Data quality improvement
Start small, think big
Like the weather in Britain, poor data quality is often seen as an intractable problem. Why should that be the case? At Datactics our experience, in a range of complex data challenges for highly regulated industries such as banking and government, is that with the correct combination of tooling and an intelligent approach to governance, data quality improvement can be achieved in a fast, iterative and cost-efficient way.
Data-driven policing: a new imperative
Increasingly, police forces are being challenged to improve data analysis and insight. They require tools that assist with data preparation and data wrangling to provide clean, de-duplicated and well-structured information to multiple critical business functions. These include upstream analytics software, such as PowerBI Dashboards for management reporting, data science tools such as MatLab or R supporting predictions on crime trend demographics, and internal reporting to better interrogate the reserves of crime data they hold.
In their forward to the National Police Chiefs’ Council’s (NPCC) ‘Digital, Data and Technology Strategy 2020-2030’, the heads of the NPCC, the Information Management and Operational Requirements Coordination Committee (IMORCC) and the Association of Police and Crime Commissioners (APCC) stress that information is the life-blood of police forces and highlight the challenge of dealing with the data that will support intelligence-led policing in the next decade.
Police forces across the UK will face many demands in relation to the volumes and types of information related to increasingly sophisticated crimes. Simultaneously, police data stewards will meet increasing demands for transparency and accountability regarding their decision-making based on this data.
Constabularies currently face many challenges arising from the very large volumes of potentially messy information relating to people, objects, locations and events (‘POLE’ data). Poor data quality, limited data standardisation, validation failures and data duplication all get in the way of effective incident analysis and reporting. Police officers spend too long retrieving data from silos and reconciling it before it can become actionable intelligence. Poor data quality can also create downstream problems for citizens and regulators as they conclude that an organisation’s data sometimes cannot be trusted.
In the 2020 RUSI Annual Security lecture, the Commissioner of the Metropolitan Police Service, Dame Cressida Dick, asked her audience to take away the following message: “Policing will remain an essentially human service, supported by better information and tools.” The key message of these recent reports is that police forces should aim to unlock the power of data and put actionable information in the hands of officers and staff when it is needed.

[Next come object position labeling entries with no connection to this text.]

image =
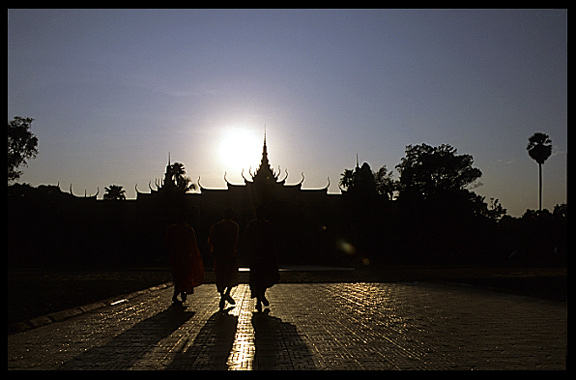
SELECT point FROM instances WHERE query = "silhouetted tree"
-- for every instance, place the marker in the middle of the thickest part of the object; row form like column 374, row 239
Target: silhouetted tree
column 539, row 149
column 115, row 192
column 181, row 182
column 346, row 179
column 22, row 145
column 385, row 184
column 427, row 170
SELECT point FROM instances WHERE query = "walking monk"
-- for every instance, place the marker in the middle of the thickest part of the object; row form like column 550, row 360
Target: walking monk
column 223, row 241
column 263, row 262
column 185, row 259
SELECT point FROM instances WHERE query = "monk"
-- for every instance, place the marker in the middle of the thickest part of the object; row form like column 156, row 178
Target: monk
column 223, row 241
column 185, row 259
column 263, row 262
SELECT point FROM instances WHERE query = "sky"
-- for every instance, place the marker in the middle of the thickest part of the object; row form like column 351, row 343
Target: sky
column 114, row 92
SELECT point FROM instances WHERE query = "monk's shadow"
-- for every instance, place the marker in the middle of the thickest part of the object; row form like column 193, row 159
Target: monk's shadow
column 279, row 345
column 212, row 345
column 124, row 350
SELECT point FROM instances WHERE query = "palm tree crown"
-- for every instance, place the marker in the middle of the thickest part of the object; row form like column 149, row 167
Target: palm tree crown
column 539, row 147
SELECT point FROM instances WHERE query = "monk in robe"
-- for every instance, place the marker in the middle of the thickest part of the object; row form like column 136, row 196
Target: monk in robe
column 223, row 241
column 185, row 259
column 262, row 256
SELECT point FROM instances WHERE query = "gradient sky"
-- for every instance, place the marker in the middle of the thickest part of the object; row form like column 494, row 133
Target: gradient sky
column 113, row 91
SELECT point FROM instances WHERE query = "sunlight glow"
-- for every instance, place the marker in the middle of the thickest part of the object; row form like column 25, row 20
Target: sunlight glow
column 240, row 148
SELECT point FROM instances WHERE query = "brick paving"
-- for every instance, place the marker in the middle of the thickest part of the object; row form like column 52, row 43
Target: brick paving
column 327, row 326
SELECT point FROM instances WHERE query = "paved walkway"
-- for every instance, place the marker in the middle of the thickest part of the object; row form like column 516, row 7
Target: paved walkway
column 345, row 326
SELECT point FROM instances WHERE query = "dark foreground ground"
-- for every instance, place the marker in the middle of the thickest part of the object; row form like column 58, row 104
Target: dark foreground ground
column 38, row 291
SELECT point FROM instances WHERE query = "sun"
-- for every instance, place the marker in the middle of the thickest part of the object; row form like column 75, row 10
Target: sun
column 240, row 148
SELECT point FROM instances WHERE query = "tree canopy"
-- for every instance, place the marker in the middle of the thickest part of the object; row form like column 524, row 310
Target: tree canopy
column 22, row 145
column 427, row 170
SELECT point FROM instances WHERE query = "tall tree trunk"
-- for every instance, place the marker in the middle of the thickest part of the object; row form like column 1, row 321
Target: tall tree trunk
column 540, row 187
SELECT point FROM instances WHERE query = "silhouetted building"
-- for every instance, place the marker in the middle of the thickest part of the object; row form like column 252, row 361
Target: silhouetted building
column 299, row 215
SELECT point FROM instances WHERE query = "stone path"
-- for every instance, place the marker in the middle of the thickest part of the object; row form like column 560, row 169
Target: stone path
column 328, row 326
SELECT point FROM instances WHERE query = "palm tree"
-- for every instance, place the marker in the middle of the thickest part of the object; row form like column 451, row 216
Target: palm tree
column 182, row 182
column 347, row 179
column 539, row 148
column 115, row 192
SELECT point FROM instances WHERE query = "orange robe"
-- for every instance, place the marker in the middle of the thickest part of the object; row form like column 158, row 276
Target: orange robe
column 223, row 241
column 185, row 259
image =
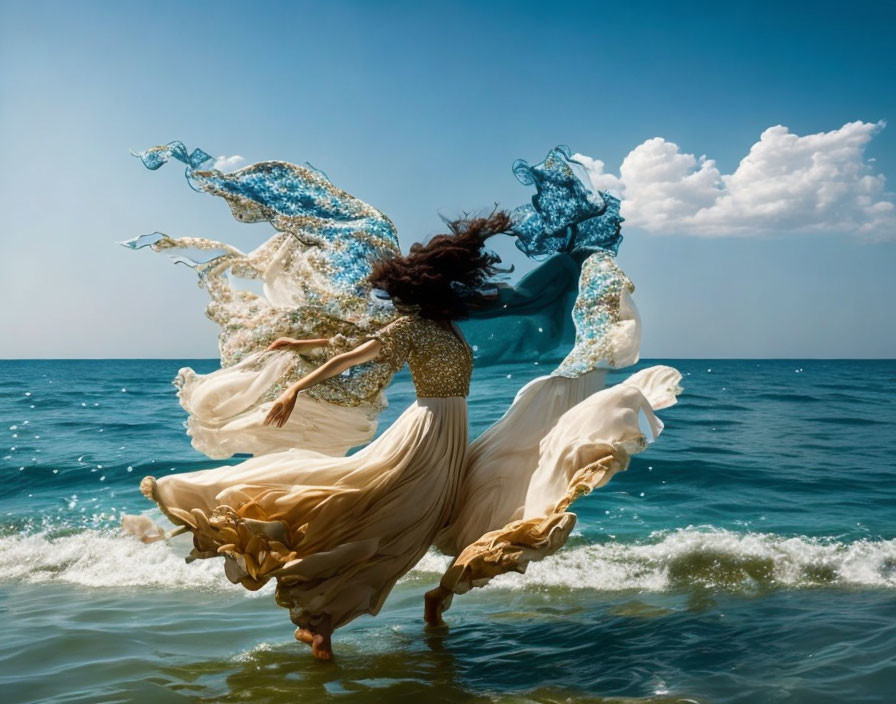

The key to the success of future policing will be to provide frontline staff with up-to-date and accurate insights from many disparate sources of data.
In addition, Dame Cressida referenced RUSI’s Data Analytics and Algorithms – towards a new policy framework. The report makes strong recommendations to government, regulators, police forces and software developers, especially on meeting society’s expectation about how we handle citizen information in the challenging new world of artificial intelligence (AI)/machine learning.
People, processes, and platform: the holy trinity of data quality
What part does improving data quality play in all of this? In this article we discuss how improvements in data quality involving people, platforms and processes can assist in generating better data to feed the major information processes used in policing. We suggest an agile approach that looks to augment existing reference data systems with compact and affordable tooling to measure and improve data quality as well as matching.
We also discuss the essential data quality personnel roles required to make such tools effective and propose a range of practical use cases that might be attempted by any force.
In our experience, successful data leaders should measure quality, create and staff key roles, pay attention to tooling costs and explore the art of the possible via a well-defined proof of concept (POC) where the client can easily demonstrate the benefits to their business. Ideally, this POC would start small and then be used to evaluate the costs and benefits of a broader data quality programme, while simultaneously building stakeholder confidence. A successful POC should result in realistic timescales for a broader project and provide measurable indicators for the value of data quality improvements.
From our experience in delivering such programmes, we see the following potential use cases where measuring and improving data quality can be used to improve operational excellence in policing.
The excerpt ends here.